90% of the time it “doesnt matter” which way is which for me in designing plugs/molds. Where it does matter is in the automotive world when they want everything in “car position”. then the direction of things matters a great deal
Everything I’ve seen is Z up except SW and lathes.
Up doesn’t matter; until it does, then it matters a lot.
Don’t try to make SW do Z up, AFAIK as of 2026 the side effects of the work arounds are worse than just living with imports landing on their face and exports loading in other systems tipped over. Either way, most systems can do a move body.
Most importantly, the people who started out with Z up worked with their drafting tables’ incline set below 45 degrees from horizontal; people with Y up had it above 45 degrees.

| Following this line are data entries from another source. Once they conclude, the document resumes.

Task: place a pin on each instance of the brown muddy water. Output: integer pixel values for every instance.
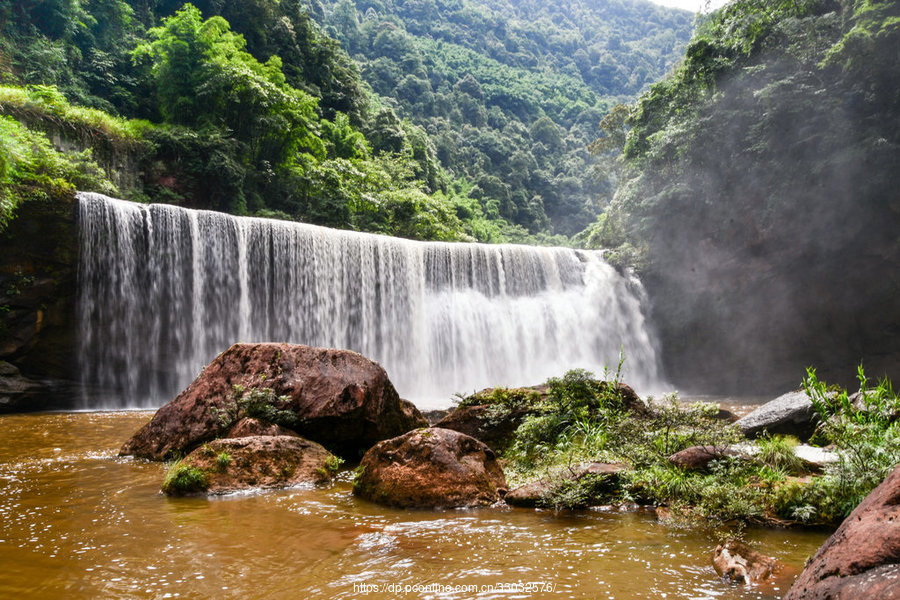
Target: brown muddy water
(78, 522)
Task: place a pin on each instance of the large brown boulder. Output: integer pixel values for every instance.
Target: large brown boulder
(234, 464)
(862, 558)
(431, 468)
(338, 398)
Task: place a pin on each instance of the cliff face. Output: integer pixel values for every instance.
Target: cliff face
(38, 279)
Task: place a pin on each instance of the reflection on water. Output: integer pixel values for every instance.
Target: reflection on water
(78, 522)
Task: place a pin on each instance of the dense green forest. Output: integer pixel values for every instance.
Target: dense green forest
(464, 121)
(758, 192)
(512, 93)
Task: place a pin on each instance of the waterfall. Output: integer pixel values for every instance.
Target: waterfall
(163, 290)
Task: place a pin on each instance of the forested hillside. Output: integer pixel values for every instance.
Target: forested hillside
(512, 93)
(759, 194)
(476, 129)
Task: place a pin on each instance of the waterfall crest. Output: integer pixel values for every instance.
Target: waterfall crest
(163, 290)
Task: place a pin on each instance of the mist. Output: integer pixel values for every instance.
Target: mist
(771, 219)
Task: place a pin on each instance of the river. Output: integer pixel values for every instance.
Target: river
(76, 522)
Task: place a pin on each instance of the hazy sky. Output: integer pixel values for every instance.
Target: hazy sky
(691, 5)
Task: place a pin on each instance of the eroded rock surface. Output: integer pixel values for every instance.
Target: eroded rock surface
(339, 398)
(789, 414)
(862, 558)
(431, 468)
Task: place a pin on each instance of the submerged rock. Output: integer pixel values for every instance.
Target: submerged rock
(789, 414)
(602, 477)
(234, 464)
(738, 562)
(862, 558)
(431, 468)
(336, 397)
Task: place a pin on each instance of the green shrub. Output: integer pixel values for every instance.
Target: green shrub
(223, 459)
(778, 452)
(256, 403)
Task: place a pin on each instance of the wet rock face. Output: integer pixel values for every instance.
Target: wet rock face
(249, 426)
(38, 283)
(431, 468)
(235, 464)
(862, 558)
(337, 397)
(789, 414)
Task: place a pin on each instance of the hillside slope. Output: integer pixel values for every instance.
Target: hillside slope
(760, 194)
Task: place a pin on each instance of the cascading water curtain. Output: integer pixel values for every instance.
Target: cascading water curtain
(164, 289)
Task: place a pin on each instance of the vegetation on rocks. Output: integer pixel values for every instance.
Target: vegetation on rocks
(184, 480)
(582, 420)
(468, 121)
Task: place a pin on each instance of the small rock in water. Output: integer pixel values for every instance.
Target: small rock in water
(431, 468)
(697, 458)
(739, 563)
(789, 414)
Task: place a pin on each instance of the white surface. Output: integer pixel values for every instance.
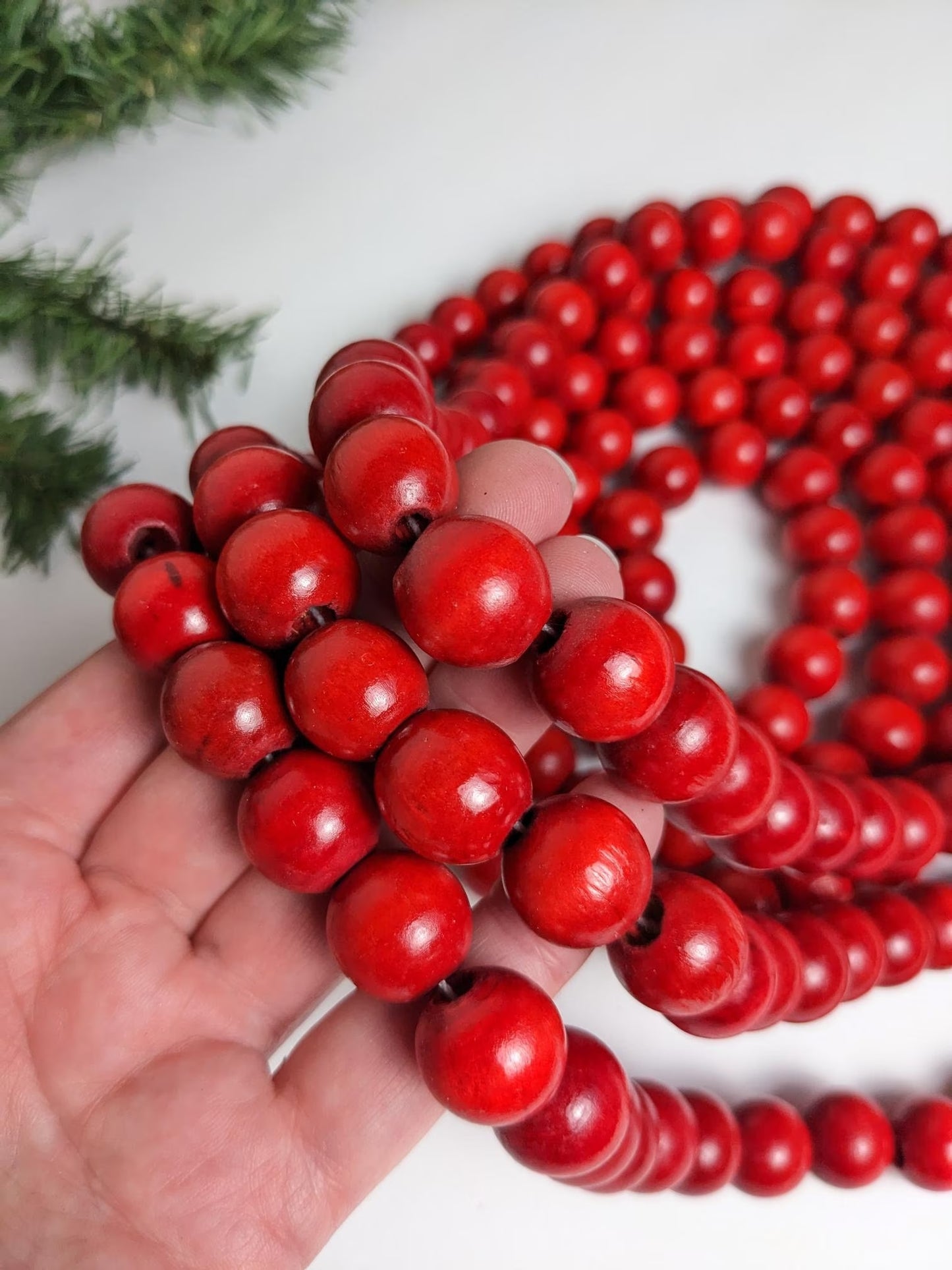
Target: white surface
(459, 135)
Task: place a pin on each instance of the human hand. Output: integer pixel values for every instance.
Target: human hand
(146, 973)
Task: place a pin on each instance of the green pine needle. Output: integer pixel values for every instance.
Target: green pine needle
(64, 82)
(47, 475)
(75, 315)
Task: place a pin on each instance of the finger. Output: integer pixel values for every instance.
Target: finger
(352, 1083)
(171, 841)
(67, 757)
(517, 482)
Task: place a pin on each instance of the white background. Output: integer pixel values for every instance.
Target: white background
(460, 134)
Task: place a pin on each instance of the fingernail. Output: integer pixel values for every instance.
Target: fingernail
(564, 465)
(590, 538)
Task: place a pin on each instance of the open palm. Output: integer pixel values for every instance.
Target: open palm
(146, 974)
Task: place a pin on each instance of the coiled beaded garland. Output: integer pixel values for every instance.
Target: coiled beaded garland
(805, 351)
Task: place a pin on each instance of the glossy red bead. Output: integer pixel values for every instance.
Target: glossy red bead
(579, 874)
(472, 592)
(165, 606)
(687, 749)
(398, 925)
(605, 672)
(493, 1048)
(688, 950)
(451, 785)
(350, 685)
(306, 819)
(852, 1137)
(128, 525)
(246, 482)
(223, 709)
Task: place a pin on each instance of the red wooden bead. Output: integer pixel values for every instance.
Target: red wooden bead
(715, 230)
(671, 474)
(772, 231)
(887, 475)
(879, 328)
(882, 388)
(221, 442)
(451, 785)
(842, 431)
(934, 902)
(586, 1119)
(862, 939)
(924, 1142)
(568, 308)
(787, 827)
(246, 482)
(283, 573)
(128, 525)
(579, 874)
(605, 672)
(462, 318)
(398, 925)
(715, 397)
(493, 1048)
(806, 660)
(677, 1138)
(623, 343)
(650, 397)
(743, 795)
(826, 967)
(779, 713)
(629, 520)
(375, 351)
(815, 306)
(776, 1149)
(656, 235)
(545, 422)
(752, 295)
(306, 818)
(798, 479)
(837, 836)
(913, 667)
(688, 950)
(501, 291)
(431, 343)
(360, 391)
(168, 605)
(547, 260)
(472, 592)
(823, 362)
(223, 710)
(889, 274)
(756, 352)
(823, 535)
(605, 437)
(907, 937)
(789, 966)
(350, 685)
(852, 1137)
(690, 294)
(910, 535)
(912, 600)
(880, 828)
(687, 749)
(648, 583)
(781, 407)
(849, 215)
(735, 453)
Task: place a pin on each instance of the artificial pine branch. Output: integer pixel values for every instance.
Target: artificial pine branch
(64, 82)
(47, 475)
(74, 314)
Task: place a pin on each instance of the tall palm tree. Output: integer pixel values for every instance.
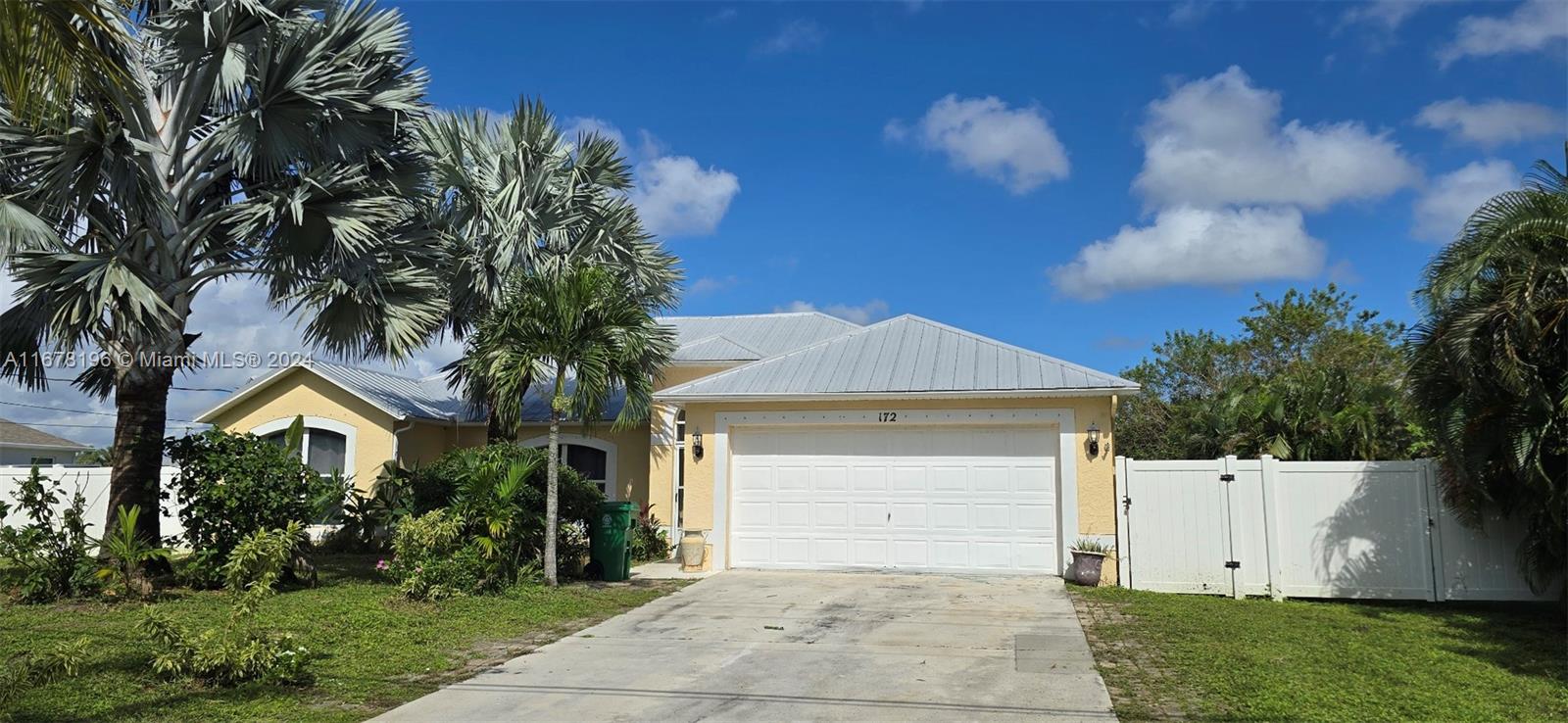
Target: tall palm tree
(514, 195)
(585, 333)
(1490, 365)
(263, 138)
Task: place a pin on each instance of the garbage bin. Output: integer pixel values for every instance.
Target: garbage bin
(611, 543)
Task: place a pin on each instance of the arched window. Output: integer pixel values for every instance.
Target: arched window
(590, 457)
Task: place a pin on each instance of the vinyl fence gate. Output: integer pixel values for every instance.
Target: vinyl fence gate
(1280, 529)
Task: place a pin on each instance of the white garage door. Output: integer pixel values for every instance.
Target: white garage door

Lastly, muscle memory has a tremendous effect on efficiency, either helpful or hindrance.
I agree that what is considered “UP” is arbitrary and that in the end you can decide this and/or control it with a master part as @Frederick_Law suggests. However, I also think that not all parts/assembly need a master part and that the orientation of the parts do matter as @SPerman mentions.
I think the biggest problem is the way SW orients sketches. I know you can orient a sketch whichever way you want, and that you don’t necessarily need to have it normal to the screen. But the problem is that the definition of what is “horizontal” and “vertical” changes with the original definition of the sketch! So you could reorient a sketch to the way it is logical for you (or just the way you want it), only to find out that horizontal tools make everything vertical on that orientation, just because the way the sketch has been automatically defined. I also think this is a problem deeper in the code of SW, just as @mgibeault mentions.
I used to work with Pro/E and I loved that you could define the references that you wanted for your sketches, so you could control exactly what you wanted and use the features that you wanted for references… yes, I know, not very “user friendly”, but it really allowed you to control your models the way you wanted.